I am reading for the second time, The Hidden Life of Trees, by Peter Wohlleben. This has spurred memories of events in my life and caused me to think of them in a completely different context. I lived with my grandmother and my step grandfather when I was just a toddler. He was a lumberjack and ran a sawmill high in the Rocky Mountains of Colorado. I would play in the hills of sawdust made by the operation. Giant trucks loaded with logs and secured with giant chains, from trees that had been felled, was a common sight chugging down the mountain side. I remember walking with my grandmother through the forest, a safe distance from where they were cutting down the trees. She pointed out the wild columbine, and other wildflowers to me, as we meandered through the pine scented trees.
Many years later, I lived for a few years on a mountaintop in Tennessee. I remember being sickened by the clearcutting of adjacent mountains, left barren and lifeless, as though they had been raped. I recall walking through these areas along rutted dirt roads where smaller trees had been left strewn about as unwanted debris.

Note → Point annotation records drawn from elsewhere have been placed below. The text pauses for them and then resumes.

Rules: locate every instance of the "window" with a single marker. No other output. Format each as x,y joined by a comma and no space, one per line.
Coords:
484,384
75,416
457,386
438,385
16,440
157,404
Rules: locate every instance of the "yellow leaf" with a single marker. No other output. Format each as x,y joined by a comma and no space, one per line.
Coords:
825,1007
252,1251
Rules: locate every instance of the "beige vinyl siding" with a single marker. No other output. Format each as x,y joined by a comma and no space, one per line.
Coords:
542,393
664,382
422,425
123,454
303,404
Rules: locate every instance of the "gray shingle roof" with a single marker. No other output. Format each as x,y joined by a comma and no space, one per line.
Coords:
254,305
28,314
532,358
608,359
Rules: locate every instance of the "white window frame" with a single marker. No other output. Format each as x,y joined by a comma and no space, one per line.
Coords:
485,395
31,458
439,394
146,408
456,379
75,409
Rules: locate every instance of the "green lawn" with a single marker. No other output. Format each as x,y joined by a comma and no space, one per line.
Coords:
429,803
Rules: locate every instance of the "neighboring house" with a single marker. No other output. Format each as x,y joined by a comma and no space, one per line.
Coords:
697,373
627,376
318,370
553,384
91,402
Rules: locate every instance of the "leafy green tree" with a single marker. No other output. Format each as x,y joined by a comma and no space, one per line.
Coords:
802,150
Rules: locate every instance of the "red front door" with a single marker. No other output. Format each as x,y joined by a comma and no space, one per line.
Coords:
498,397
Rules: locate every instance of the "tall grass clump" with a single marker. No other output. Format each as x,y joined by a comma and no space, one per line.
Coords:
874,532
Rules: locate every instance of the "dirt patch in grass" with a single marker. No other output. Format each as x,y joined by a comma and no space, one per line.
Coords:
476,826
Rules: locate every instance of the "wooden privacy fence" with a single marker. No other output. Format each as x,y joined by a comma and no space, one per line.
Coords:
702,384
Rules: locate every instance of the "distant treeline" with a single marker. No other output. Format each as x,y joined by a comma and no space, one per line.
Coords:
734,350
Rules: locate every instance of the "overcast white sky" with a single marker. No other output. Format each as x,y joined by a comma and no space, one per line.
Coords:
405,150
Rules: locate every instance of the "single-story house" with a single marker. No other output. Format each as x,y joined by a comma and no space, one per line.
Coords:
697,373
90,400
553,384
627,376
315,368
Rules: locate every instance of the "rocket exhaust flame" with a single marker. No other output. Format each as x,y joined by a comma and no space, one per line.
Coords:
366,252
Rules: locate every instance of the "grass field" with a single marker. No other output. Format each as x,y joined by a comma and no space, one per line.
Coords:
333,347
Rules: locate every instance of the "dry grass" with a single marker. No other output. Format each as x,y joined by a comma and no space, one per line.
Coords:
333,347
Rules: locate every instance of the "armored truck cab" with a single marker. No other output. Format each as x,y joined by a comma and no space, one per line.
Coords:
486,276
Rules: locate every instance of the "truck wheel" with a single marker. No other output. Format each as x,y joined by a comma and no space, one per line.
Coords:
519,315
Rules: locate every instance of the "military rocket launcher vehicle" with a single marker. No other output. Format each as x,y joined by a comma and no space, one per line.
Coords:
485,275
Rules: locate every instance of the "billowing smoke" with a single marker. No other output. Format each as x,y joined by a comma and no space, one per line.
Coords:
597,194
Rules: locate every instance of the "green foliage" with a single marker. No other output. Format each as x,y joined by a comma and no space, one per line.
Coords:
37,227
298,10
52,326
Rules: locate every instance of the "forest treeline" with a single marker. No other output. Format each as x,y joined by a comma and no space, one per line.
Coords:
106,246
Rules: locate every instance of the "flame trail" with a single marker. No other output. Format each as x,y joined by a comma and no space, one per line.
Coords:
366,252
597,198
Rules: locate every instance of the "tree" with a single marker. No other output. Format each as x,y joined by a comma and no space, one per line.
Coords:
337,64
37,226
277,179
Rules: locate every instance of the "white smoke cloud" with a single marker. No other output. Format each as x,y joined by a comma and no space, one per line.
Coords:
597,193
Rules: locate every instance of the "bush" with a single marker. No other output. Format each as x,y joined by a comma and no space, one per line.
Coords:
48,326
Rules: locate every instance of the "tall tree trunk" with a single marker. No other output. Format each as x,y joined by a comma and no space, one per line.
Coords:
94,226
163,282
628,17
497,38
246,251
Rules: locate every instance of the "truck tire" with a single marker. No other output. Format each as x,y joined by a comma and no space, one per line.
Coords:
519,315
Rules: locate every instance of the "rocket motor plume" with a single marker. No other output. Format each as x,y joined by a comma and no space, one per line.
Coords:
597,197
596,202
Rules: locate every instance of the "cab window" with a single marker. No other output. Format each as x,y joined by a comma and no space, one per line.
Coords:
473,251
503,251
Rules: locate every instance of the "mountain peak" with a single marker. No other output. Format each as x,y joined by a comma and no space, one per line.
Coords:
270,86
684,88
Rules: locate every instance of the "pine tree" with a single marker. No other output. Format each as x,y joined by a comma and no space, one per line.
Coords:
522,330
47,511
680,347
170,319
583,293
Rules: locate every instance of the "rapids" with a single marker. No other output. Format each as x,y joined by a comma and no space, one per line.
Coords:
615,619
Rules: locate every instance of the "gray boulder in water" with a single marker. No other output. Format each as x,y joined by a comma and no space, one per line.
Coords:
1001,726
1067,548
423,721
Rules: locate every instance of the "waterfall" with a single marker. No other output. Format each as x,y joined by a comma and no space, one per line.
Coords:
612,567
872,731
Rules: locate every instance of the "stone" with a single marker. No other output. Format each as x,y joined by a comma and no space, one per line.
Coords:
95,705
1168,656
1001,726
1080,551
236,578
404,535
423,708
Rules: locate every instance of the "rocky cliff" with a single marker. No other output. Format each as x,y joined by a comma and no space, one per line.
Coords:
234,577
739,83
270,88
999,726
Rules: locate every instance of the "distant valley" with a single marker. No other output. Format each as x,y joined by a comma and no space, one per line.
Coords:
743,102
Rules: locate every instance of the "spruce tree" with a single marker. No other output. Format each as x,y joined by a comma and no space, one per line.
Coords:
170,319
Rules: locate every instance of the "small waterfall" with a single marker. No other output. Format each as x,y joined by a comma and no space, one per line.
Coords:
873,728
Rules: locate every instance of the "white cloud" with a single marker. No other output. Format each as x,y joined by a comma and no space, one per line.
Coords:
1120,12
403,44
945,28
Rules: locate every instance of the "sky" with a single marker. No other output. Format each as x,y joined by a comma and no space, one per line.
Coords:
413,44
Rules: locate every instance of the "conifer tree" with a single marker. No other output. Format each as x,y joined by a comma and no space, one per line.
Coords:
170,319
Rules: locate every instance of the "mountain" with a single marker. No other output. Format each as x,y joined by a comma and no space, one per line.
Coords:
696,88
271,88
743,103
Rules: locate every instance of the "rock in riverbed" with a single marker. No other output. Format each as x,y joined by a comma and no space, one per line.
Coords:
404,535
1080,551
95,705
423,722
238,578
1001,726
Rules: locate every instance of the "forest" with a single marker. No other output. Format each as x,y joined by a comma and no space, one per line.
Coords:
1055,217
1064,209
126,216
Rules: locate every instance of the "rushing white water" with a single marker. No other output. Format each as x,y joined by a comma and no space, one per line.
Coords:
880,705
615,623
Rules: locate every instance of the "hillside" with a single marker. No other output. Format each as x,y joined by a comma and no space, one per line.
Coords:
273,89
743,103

I was told that this was okay because trees were being replanted to replace the ones that had been cut.
The problem is that the “replacement” is a monoculture of white pine, which succumbs to the white pine weevil. The weevil spreads its destruction to native trees such as Colorado Blue Spruce, as well as other pines and spruces. I began to hear that the price of wood had risen considerably over the years and much of today’s furniture is made with particle board, or basically sawdust pressed into boards to look like wood. With the loss of our mighty oak and maple forests, most of the wood sold these days is the softer pine wood.
When my step-grandfather was cutting trees back in the 1950’s he probably never thought that we would one day be running out of trees. I doubt he was the least bit concerned about the habitat that was being destroyed, or the loss of species. I know that his methods were not as destructive as those used today. He used horses to help haul the trees out. I remember one horse that had a patch over his eye because a tree branch had punctured it. Prior to chain saws and bulldozers, trees were cut with axes and handsaws, which limited what could be taken from a forest.
We cannot hear the cries of the trees as they are murdered one by one. They do not cry tears, but weep sap. Do they feel the same terror that we feel, when our children and our own lives are threatened? Clearly there are not enough trees in the world to sustainably support a human population of 8 billion and we must seek out alternatives. Now; however, as I lay sleeping on my oak bed and look around at my few pieces of wood furniture, my love for them is deepened. The wood that has been beautifully carved into a lovely and functional piece of art, was once a living, breathing tree. Axe murders have given way to mass destruction of forests, just as bombs have replaced face to face combat among soldiers.